Among 2012 WNV isolates from this study, the number of deduced aa substitutions ranged from 4 to 13 when compared to WN-NY99, most of which are conservative changes. The transition T1442C is the non-silent mutation leading to the aa substitution E-V449A (V159A, in the Envelope protein numeration). This substitution is common for all WNV isolates collected in the U.S. since 2003, and therefore fixed in all strains of the WN02 and SW/WN03 genotypes. In addition to the aa substitution E-V449A, six WNV isolates shared NS2A-V1201I and 12 isolates shared the substitution NS2A-R1331K. Thirteen isolates reported here shared the substitution NS4B-I2513M (Table 3 and S3 Table). Analysis of the nt variation in the ORFs of the North American WNV dataset (n = 870, S1 Table) reveals increased evolutionary divergence from year to year (Fig 1). The estimated transition/transversion bias is 10.44 and the majority of the nt changes are transitions with relative rate 25.3 for U↔C and 7.2 for A↔G.
Y-axis: Substitutions per site. X-axis: Years. Blue line: average divergence over sequence pairs within years; the numbers of base substitutions per site from averaging over all sequence pairs within each year are shown. Red line: divergence over sequence pairs between 1999 and other years; the numbers of base substitutions per site from averaging over all sequence pairs between 1999 and other years are shown. Green line: estimates of net evolutionary divergence between groups of sequences, 1999–2012: the numbers of base substitutions per site from estimation of net average between groups of sequences corresponding to each year are shown. Analyses were conducted in MEGA6  using the Maximum Composite Likelihood model .
2. Phylogenetic analysis
Phylogenetic analysis was performed using the Maximum-likelihood method. In addition to the 19 WNV ORFs sequenced in this study, the North American WNV ORF sequences available from the GenBank database, as of September 2015, were included in the dataset (n = 870, S1 Table). We have analyzed the phylogeny of these sequences and identified, as expected, the presence of the common clades representing the North American WNV genotypes NY99, WN02 and SW/WN03, previously described in the course of study of WNV evolution in North America [11, 16–23, 28–39] (Fig 2 and S1 Fig). The 2012 WNV human isolates from this study are located within six nodes termed here “Node 1” to “Node 6”. Node-specific aa substitutions and geographical origin of isolates are shown in Fig 2 and S4 Table. We have observed that all WNV isolates reported here except BSL53 (KM012172), which is clustered in Node 6 within the SW/WN03 genotype, belong to the WN02 genotype. All studied isolates carried the common North American WNV aa substitution E-V159A which is fixed in the WN02 and SW/WN03 genotypes and present in all WNV strains collected in the U.S. since 2003.

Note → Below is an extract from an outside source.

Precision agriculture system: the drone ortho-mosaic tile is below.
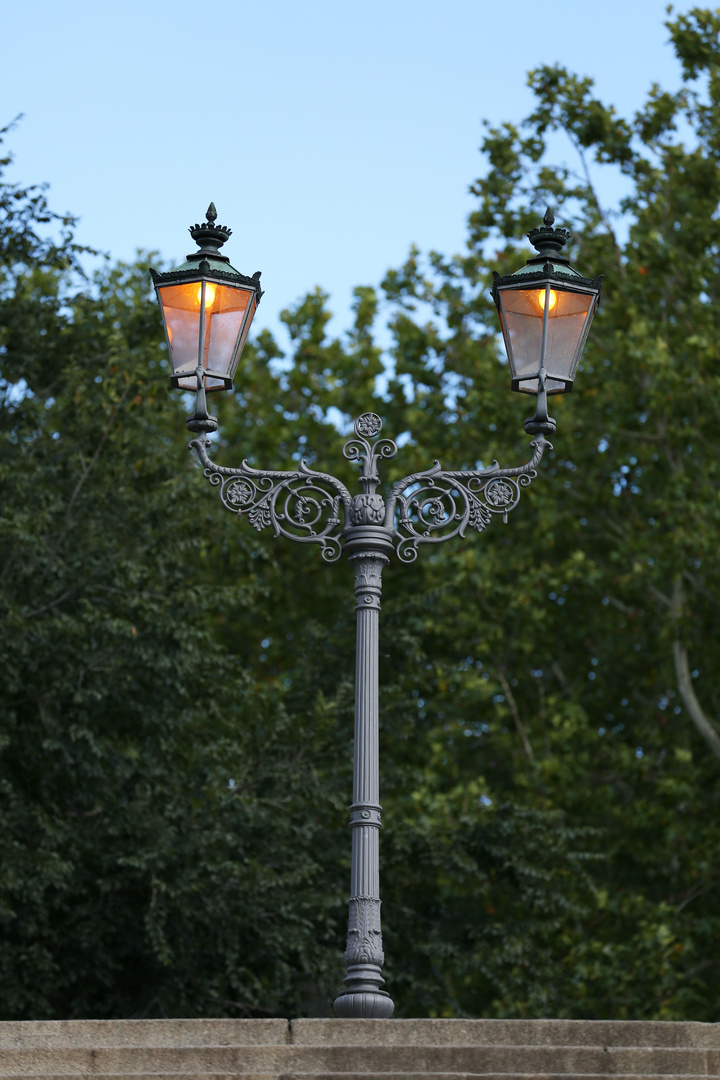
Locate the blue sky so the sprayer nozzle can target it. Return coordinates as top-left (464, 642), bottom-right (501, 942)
top-left (0, 0), bottom-right (692, 345)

WNV genotypes are color-coded as NY99 (black), INTermediate (orange), WN02 (blue), SW/WN03 (purple) and cluster MW/WN06 (red). All WNV sequences derived from this study are labeled by black diamonds, and Nodes 1 to 6 containing these sequences are highlighted in green and shown in detail. Taxon names correspond to GenBank accession numbers and years of collection. Node-specific amino acid substitutions are shown for each node (see also S4 Table). For each node, states shown in red in the adjacent U.S. map are those from which strains have been isolated.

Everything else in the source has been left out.